In [1]:
import torch
import torch.nn as nn
import torch.optim as optim
from torch.utils.data import DataLoader
from transformers import BertForSequenceClassification, BertTokenizer, DataCollatorWithPadding
from transformers.optimization import get_linear_schedule_with_warmup
from datasets import load_dataset
import numpy as np
from sklearn.metrics import accuracy_score, f1_score
import torch.nn.utils.prune as prune
import torch.profiler
try:
    from gensim.models import Word2Vec
except ImportError:
    raise ImportError("Please install gensim: pip install gensim")

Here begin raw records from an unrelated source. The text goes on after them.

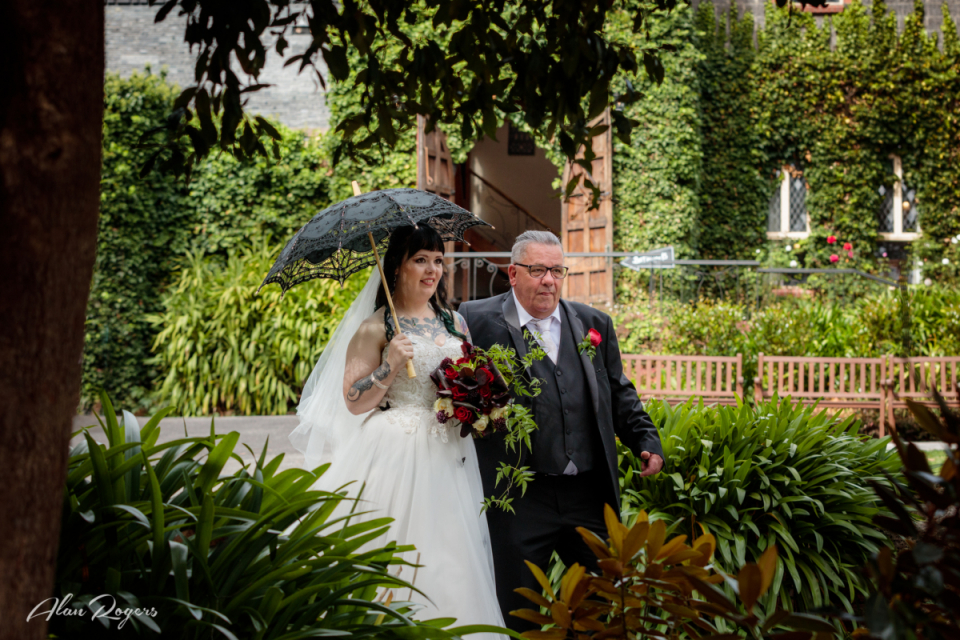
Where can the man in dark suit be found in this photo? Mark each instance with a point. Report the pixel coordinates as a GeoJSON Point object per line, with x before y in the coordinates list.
{"type": "Point", "coordinates": [584, 404]}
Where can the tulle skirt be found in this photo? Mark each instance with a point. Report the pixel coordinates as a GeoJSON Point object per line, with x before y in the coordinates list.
{"type": "Point", "coordinates": [427, 479]}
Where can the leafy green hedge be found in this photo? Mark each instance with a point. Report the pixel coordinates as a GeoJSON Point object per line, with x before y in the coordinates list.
{"type": "Point", "coordinates": [149, 224]}
{"type": "Point", "coordinates": [868, 327]}
{"type": "Point", "coordinates": [775, 474]}
{"type": "Point", "coordinates": [144, 226]}
{"type": "Point", "coordinates": [226, 349]}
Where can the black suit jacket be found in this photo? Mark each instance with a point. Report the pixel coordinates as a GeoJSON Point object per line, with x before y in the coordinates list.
{"type": "Point", "coordinates": [615, 402]}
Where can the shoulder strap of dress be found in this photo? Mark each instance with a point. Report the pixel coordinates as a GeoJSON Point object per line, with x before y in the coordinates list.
{"type": "Point", "coordinates": [388, 325]}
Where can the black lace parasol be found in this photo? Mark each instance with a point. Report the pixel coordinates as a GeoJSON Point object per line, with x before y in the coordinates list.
{"type": "Point", "coordinates": [336, 242]}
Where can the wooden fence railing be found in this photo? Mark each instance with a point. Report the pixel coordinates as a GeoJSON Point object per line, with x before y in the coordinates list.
{"type": "Point", "coordinates": [676, 378]}
{"type": "Point", "coordinates": [883, 383]}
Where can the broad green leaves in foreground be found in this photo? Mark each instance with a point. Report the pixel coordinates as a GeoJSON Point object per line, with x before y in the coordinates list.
{"type": "Point", "coordinates": [779, 474]}
{"type": "Point", "coordinates": [255, 554]}
{"type": "Point", "coordinates": [225, 348]}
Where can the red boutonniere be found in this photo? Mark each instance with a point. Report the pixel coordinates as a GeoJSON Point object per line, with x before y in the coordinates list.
{"type": "Point", "coordinates": [590, 343]}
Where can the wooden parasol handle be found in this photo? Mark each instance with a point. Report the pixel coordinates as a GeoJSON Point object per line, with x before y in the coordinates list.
{"type": "Point", "coordinates": [411, 372]}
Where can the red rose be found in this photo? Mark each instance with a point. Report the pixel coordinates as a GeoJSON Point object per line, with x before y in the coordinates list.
{"type": "Point", "coordinates": [595, 338]}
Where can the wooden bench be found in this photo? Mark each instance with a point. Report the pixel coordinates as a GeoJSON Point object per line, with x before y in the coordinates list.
{"type": "Point", "coordinates": [717, 379]}
{"type": "Point", "coordinates": [842, 383]}
{"type": "Point", "coordinates": [913, 379]}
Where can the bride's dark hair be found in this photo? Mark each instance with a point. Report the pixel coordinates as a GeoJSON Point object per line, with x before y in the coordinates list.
{"type": "Point", "coordinates": [405, 242]}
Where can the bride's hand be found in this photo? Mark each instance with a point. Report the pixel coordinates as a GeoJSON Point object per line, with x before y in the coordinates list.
{"type": "Point", "coordinates": [401, 350]}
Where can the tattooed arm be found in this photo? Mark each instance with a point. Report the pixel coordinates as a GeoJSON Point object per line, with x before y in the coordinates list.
{"type": "Point", "coordinates": [364, 368]}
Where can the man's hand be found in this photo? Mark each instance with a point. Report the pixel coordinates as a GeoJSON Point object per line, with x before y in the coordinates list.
{"type": "Point", "coordinates": [652, 463]}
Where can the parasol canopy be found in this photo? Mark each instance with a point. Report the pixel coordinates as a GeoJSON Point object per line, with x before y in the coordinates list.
{"type": "Point", "coordinates": [337, 241]}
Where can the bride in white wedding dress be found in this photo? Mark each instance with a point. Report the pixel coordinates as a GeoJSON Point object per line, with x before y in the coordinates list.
{"type": "Point", "coordinates": [378, 428]}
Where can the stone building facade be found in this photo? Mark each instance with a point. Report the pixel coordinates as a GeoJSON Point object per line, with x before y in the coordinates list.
{"type": "Point", "coordinates": [134, 41]}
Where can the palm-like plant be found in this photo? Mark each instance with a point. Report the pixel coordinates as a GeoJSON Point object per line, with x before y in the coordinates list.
{"type": "Point", "coordinates": [778, 474]}
{"type": "Point", "coordinates": [256, 554]}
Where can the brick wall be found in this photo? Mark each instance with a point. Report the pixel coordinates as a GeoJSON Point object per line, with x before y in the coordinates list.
{"type": "Point", "coordinates": [133, 41]}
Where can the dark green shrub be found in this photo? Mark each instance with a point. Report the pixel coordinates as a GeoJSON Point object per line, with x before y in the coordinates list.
{"type": "Point", "coordinates": [223, 347]}
{"type": "Point", "coordinates": [147, 225]}
{"type": "Point", "coordinates": [915, 591]}
{"type": "Point", "coordinates": [144, 227]}
{"type": "Point", "coordinates": [778, 474]}
{"type": "Point", "coordinates": [253, 554]}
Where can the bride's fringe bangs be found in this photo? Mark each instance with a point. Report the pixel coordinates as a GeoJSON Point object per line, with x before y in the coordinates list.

# Required dependencies: pip install gensim torch transformers datasets numpy scikit-learn

# Define RNN Student Model with Attention and Word2Vec Embeddings
class RNNStudent(nn.Module):
    def __init__(self, vocab_size, embed_dim, hidden_dim, output_dim, word2vec_model=None, tokenizer=None):
        super(RNNStudent, self).__init__()
        self.embedding = nn.Embedding(vocab_size, embed_dim)
        if word2vec_model and tokenizer:
            # Initialize embedding matrix with random values
            embedding_matrix = torch.randn(vocab_size, embed_dim) * 0.01
            # Copy Word2Vec vectors for matching tokens, ensuring writability
            for token, idx in tokenizer.vocab.items():
                if token in word2vec_model.wv:
                    embedding_matrix[idx] = torch.from_numpy(word2vec_model.wv[token].copy())
            self.embedding.weight.data.copy_(embedding_matrix)
        self.rnn = nn.LSTM(embed_dim, hidden_dim, batch_first=True)
        self.attention = nn.Linear(hidden_dim, 1)
        self.fc = nn.Linear(hidden_dim, output_dim)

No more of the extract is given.